Sheboygan County formed part of the territory to which the Chippewa
Indians laid claim, but it was never one of their favorite camping grounds. At certain seasons
of the year, a number of lodges would set up their wigwams on the bluffs by the lake, or on
the high banks along the rivers, and engage in catching and smoking the white fish which were
found in great numbers. When the dam was being built for the first saw-mill, three or four
hundred Indians came and protested against it, because they feared that it would keep the fish
from going up the river, and it was only after a prolonged argument that they consented to its
completion. The relations between the early settlers of the county and the Indians were always
of a friendly nature.

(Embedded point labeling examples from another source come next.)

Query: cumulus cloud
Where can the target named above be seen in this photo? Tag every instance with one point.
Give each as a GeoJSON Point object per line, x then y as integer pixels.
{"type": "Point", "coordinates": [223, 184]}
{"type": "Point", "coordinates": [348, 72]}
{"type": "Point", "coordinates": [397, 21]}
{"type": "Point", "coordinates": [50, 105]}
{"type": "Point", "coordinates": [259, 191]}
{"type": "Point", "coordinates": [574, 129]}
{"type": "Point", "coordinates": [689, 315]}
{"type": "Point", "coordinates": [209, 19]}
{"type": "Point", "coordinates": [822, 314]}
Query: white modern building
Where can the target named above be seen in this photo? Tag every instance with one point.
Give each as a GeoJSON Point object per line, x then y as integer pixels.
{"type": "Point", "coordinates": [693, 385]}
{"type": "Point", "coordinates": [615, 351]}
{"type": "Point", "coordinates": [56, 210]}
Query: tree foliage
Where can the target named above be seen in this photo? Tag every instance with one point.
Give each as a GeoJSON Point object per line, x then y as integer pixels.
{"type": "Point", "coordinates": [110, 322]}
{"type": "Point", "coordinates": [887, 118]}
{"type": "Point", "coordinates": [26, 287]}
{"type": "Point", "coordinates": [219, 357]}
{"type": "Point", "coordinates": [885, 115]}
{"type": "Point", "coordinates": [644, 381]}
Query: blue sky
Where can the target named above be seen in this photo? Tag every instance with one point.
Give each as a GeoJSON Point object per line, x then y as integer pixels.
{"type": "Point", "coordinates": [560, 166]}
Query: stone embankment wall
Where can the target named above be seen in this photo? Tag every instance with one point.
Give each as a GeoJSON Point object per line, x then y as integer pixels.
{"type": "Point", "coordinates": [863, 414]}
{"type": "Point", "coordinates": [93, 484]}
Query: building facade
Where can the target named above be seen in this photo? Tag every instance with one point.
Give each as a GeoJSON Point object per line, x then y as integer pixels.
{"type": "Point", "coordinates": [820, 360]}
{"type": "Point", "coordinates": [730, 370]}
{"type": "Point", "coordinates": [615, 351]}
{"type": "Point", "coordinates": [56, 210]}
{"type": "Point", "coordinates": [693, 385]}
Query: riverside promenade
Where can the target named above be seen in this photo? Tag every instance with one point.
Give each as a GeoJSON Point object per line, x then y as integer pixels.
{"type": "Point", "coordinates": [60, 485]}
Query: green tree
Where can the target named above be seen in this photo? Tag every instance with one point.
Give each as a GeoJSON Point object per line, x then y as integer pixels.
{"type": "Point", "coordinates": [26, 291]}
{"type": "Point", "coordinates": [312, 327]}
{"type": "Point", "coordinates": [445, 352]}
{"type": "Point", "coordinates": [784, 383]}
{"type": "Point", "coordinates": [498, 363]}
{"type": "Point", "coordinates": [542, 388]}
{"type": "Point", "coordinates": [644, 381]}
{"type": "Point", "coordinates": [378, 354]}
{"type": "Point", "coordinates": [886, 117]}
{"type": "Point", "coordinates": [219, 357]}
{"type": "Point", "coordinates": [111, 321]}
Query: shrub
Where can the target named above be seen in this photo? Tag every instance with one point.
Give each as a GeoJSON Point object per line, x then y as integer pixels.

For years previous to the first permanent settlement, Green Bay fur
traders occasionally came here to engage in the Indian trade, and it is in that capacity that
William Farnsworth, afterward the leading pioneer settler, came here as early as 1818. In
1835, the Indians had already ceded the land to the Government, but there were still about one
thousand of them living in the county. There were about one hundred wigwams on the bank of the
Sheboggan River near its mouth, a large town east of Cascade in the present town of Lyndon,
another two miles south of it, and one or two farther west. A number of different tribes were
represented, but the Chippewas were most numerous. For a dozen years after the first permanent
settlement, it was not an unusual thing for twenty or thirty lodges of Indians, with their
ponies, squaws and papooses, to bring in their peltry and exchange it for blankets, tobacco
and whisky, the prime necessities of Indian life. After a few days spent in conviviality, they
would disappear as suddenly as they came, and not be seen again for months.